An Alliance to Stop the Revolution
|Written||19 June 1917|
Source: Lenin Collected Works, Progress Publishers, 1977, Moscow, Volume 25, pages 51-53
That the new coalition government is precisely this sort of alliance between the capitalists and the Narodnik and Menshevik leaders is far from obvious to all. Perhaps it is not obvious even to the Ministers belonging to these parties. Yet it is a fact.
This fact became all the more evident on Sunday, June 4, when the morning papers carried reports on speeches made by Milyukov and Maklakov at the meeting of the counter revolutionaries of the Third Duma (called the "State Duma", by tradition of Nicholas Romanov and Stolypin the Hang man), and when, in the evening, Tsereteli and other Ministers made speeches in defence of the government and of the policy of an offensive at the All-Russia Congress of Soviets of Soldiers’ and Workers’ Deputies.
Milyukov and Maklakov, like all capitalist and counter revolutionary leaders of any merit, are men of action who appreciate full well the meaning of the class struggle when it concerns their class. That is why they put the question of an offensive with such perfect clarity, without wasting a single minute on utterly meaningless talk about the offensive from the strategic point of view—the kind of talk with which Tsereteli deceived himself and others.

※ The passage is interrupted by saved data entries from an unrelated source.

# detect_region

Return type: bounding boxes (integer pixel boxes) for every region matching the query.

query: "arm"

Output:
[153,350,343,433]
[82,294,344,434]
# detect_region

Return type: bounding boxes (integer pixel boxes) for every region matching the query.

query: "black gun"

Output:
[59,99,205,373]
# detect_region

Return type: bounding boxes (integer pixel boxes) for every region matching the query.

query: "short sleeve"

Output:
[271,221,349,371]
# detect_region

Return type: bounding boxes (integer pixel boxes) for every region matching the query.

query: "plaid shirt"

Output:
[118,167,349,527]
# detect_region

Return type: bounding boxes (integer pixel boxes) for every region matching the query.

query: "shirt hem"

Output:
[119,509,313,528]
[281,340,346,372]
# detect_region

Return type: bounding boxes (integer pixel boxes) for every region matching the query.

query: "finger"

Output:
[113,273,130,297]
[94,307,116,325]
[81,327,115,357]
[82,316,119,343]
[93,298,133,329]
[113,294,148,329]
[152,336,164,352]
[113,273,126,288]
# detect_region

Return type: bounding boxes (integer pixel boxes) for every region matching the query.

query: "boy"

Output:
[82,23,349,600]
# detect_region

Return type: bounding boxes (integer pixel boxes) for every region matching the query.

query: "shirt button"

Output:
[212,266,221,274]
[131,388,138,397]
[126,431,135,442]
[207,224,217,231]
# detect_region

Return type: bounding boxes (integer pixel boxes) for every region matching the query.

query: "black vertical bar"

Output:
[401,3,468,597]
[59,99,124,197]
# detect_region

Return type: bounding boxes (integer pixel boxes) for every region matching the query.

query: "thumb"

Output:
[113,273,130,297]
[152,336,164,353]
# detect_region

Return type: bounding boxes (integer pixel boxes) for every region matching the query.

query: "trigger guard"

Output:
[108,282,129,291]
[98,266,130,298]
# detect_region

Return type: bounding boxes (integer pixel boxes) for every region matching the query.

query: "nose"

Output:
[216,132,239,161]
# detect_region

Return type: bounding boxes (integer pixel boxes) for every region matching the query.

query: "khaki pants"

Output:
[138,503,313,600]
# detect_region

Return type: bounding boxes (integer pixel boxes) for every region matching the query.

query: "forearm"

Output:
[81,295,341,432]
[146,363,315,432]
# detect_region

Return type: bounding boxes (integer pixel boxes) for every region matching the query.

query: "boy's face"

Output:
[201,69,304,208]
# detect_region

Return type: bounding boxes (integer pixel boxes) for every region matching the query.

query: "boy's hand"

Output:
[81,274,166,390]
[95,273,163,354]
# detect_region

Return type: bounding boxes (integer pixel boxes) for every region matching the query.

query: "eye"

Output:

The Cadets certainly know their business. They know that the question of an offensive is now posed by reality as a political and not a strategic question, as the question of a radical turn in the Russian revolution as a whole. It is from the political point of view that the Cadets raised it in the "State Duma", just as the Bolsheviks, and internationalists generally, raised it on Saturday evening in their written statement to the Steering Committee of the Congress of Soviets.
“Russia’s fate is in her own hands," announced Maklakov, the well-known accomplice of Stolypin the Hangman, "and it will he decided very soon [hear, hear!]. If we do succeed in launching an offensive and waging the war, not only by means of resolutions, not only by speeches at public meetings and by banners borne through the city, but by waging the war as intently as we have been waging it so far [listen to this—it is a capitalist leader speaking these historic words: "as we have been waging it so far"!], then it will not be long before Russia recovers completely.”
These are remarkable words which should be learned by heart and thought about time and again. They are remark able because they tell the class truth. This was repeated, in a slightly different way, by Milyukov, who reproached the Petrograd Soviet: "Why is it that its [the Soviet’s] statement says nothing about an offensive?", and stressed that the Italian imperialists had put “a modest [Mr. Milyukov’s irony!] question: ’Are you going to take the offensive or not?’ Moreover, no specific answer was given [by the Petrograd Soviet] to this question of theirs, either”. Maklakov voiced his “profound respect” for Kerensky, and Milyukov explained:
“I have a very uneasy feeling that what our War Minister [“our” is right, meaning one who is in the hands of the capitalists!] has organised may again be disorganised from here and that we shall miss the last opportunity we still have [mark the “still”] of answering our Allies, who are asking whether we are going to attack or not, in a manner satisfactory both to ourselves and to them.”
“Both to ourselves and to them”, meaning both to the Russian and to the Anglo-French and other imperialists! An offensive can “still” “satisfy” them, i.e., help them finish off Persia, Albania, Greece and Mesopotamia, and ensure that they retain all the booty snatched from the Germans and take away the booty seized by the German plunderers. This is the point. This is the class truth concerning the offensive’s political significance. It is to satisfy the appetites of the imperialists of Russia, Britain, etc., protract the imperialist, predatory war, and take the road not of peace without annexations (this road is possible only if the revolution continues), but of war for annexations.
That is the meaning of an offensive from the standpoint of foreign policy. Maklakov defined its meaning, in the historic phrase quoted above, from the standpoint of home policy. What Maklakov means by "Russia’s complete recovery" is the complete victory of the counter-revolution. Those who have not forgotten Maklakov’s excellent speeches about the period of 1905 and 1907-13 see almost his every speech reaffirm this appraisal.
To wage the war "as we have been waging it so far"—"we" being the capitalists with the tsar at the head!—to wage this imperialist war means enabling Russia to “recover”, i. e., ensuring the victory of the capitalists and the land owners.
This is the class truth.
An offensive, whatever its outcome may be from the military point of view, means politically strengthening imperialist morale, imperialist sentiments, and infatuation with imperialism. It means strengthening the old, unchanged army officers ("waging the war as we have been waging it so far"), and strengthening the main position of the Counter revolution.
Quite independently of whether they wish it or not, and whether they are aware of it or not, Tsereteli and Kerensky, Skobelev and Chernov. as leaders of the Narodnik and Menshevik parties, not as individuals, have given their sup port to the counter-revolution, gone over, at this decisive moment, to its side, and taken a stand inside the alliance for stopping the revolution and continuing the war "as we have been waging it so far".
There must be no illusions on this score.